Por exemplo, enquanto na Alemanha se ofertam flores sem embrulhar, na Inglaterra elas vêm embrulhadas, devendo ser desempacotadas imediatamente, na presença de quem as dá. Já na França elas ficam guardadas, só sendo desembrulhadas quando o presenteador se foi. "Dar presentes é um ato institucionalizado e quando se infringe qualquer das regras, vem o estresse", conclui Wehse.
Regulamentando o espontâneo
Para evitar o mau humor à sombra da árvore de Natal, muitas famílias alemãs desenvolveram suas próprias estratégias. Algumas estabelecem um valor fixo; em outras os desejos são descritos nos menores detalhes, incluindo cor, modelo e marca. Já para certas famílias a única solução é banir radicalmente os presentes.
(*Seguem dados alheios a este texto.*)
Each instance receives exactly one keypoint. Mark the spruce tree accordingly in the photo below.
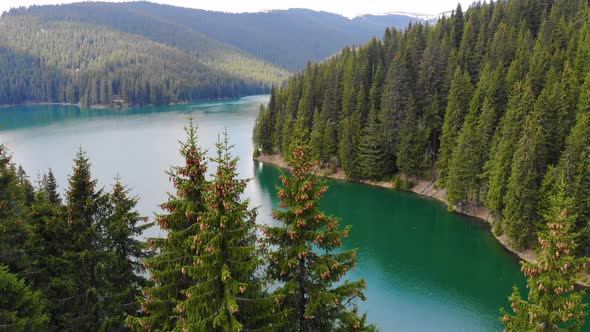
(49, 184)
(412, 144)
(553, 303)
(229, 295)
(122, 268)
(158, 301)
(520, 217)
(457, 105)
(371, 150)
(310, 282)
(498, 166)
(50, 267)
(83, 205)
(21, 309)
(13, 210)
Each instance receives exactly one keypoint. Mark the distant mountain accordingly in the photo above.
(147, 53)
(287, 38)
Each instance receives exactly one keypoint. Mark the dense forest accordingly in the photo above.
(492, 103)
(286, 38)
(145, 53)
(75, 263)
(126, 59)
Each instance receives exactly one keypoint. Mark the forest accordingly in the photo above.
(285, 38)
(493, 104)
(45, 59)
(77, 262)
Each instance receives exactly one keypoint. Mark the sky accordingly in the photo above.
(349, 8)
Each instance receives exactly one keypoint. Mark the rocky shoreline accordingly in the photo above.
(428, 189)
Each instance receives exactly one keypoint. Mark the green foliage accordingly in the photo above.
(102, 55)
(484, 102)
(158, 301)
(553, 303)
(229, 296)
(305, 258)
(21, 309)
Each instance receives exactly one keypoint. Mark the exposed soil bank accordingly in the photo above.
(428, 188)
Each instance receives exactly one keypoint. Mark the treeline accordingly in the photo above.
(492, 103)
(44, 60)
(76, 264)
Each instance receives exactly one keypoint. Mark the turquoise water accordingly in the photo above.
(427, 269)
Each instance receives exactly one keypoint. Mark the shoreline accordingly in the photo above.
(426, 188)
(101, 106)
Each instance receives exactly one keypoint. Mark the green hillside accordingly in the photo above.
(45, 59)
(492, 103)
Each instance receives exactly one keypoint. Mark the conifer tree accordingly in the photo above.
(309, 285)
(49, 254)
(228, 296)
(412, 144)
(122, 270)
(553, 304)
(13, 209)
(50, 188)
(469, 156)
(457, 105)
(316, 138)
(158, 301)
(498, 167)
(520, 217)
(21, 309)
(371, 149)
(86, 308)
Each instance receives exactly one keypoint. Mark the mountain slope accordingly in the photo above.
(288, 38)
(145, 53)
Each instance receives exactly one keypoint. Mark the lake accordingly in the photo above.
(427, 269)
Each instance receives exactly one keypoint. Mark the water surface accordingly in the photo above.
(427, 269)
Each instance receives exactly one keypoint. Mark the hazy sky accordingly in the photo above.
(348, 8)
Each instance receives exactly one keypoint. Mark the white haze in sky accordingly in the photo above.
(349, 8)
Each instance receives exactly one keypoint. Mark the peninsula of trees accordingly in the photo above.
(492, 103)
(144, 53)
(76, 264)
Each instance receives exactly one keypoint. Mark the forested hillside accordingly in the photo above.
(137, 59)
(286, 38)
(493, 103)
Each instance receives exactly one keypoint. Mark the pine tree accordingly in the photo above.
(371, 151)
(316, 139)
(520, 217)
(229, 296)
(412, 144)
(122, 268)
(159, 300)
(457, 105)
(498, 167)
(21, 309)
(13, 210)
(308, 280)
(553, 304)
(50, 187)
(85, 309)
(49, 252)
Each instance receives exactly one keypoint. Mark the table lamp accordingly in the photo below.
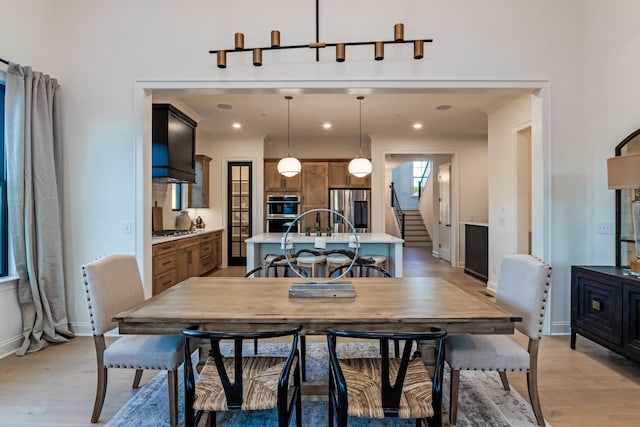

A última alternativa é adotar sempre uma fórmula segura e infalível. Como no conto Feliz Natal, de Hugo Wiener:
Aproximava-se o 24 de dezembro. Havíamos convidado os Robinson, Goldmann e Wronski. Todos chegaram, portando seus presentes: os Robinson trouxeram um frasquinho de perfume para minha mulher e uma loção após barba para mim. Os Goldmann trouxeram um frasquinho de perfume para minha mulher e um após barba para mim, enquanto os Wronski trouxeram um frasquinho de perfume para minha mulher e um após barba para mim. Também nós havíamos providenciado presentes para nossos convidados. E assim cada dama recebeu um frasquinho de perfume e cada cavalheiro uma loção após barba.